Letter from Anne Hare to Antony Baekeland, Undated
New York
Dear Tony,
This is an awfully difficult letter to write, and I do hope that you will understand if I do not express myself with much finesse. I loved your mother very much, but that feeling did not stop with her, it very definitely included you. I’m sure you are going through agonies of remorse so I won’t dwell on that, only the positive things.
Richard and I want to keep in touch with you. That is the primary purpose of writing. Even with all the ugliness, we remember a marvelous, talented, sensitive, and understanding friend: You!
Richard, and hopefully me, will be in London in February. We would like to see you, if you would like to see us. You have many friends, dear Tony, who would like to help if it is possible. Could we be put on your lawyer’s list of “Concerned Friends”? So that we know your whereabouts.
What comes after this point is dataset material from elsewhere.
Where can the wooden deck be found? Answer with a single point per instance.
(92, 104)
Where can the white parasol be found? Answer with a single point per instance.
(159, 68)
We want another Tony Baekeland drawing to hang near the beautiful one you gave us last Xmas!
With love,
Anne
Letter from Antony Baekeland to Richard and Anne Hare, January 17, 1973
Brixton
Dear Anne and Richard—
What a wonderfully consoling letter. For a while I didn’t know whether I was coming or going but now I am feeling a lot better and people are taking good care of me. I feel more myself. I have a lot of reading to do and so I keep myself occupied in this and in writing letters. I would love to keep in touch with you and would very much like to see you both in February. I shall never forget all the kindness you showed us last winter. I have had a number of visits from friends and this has kept me very happy.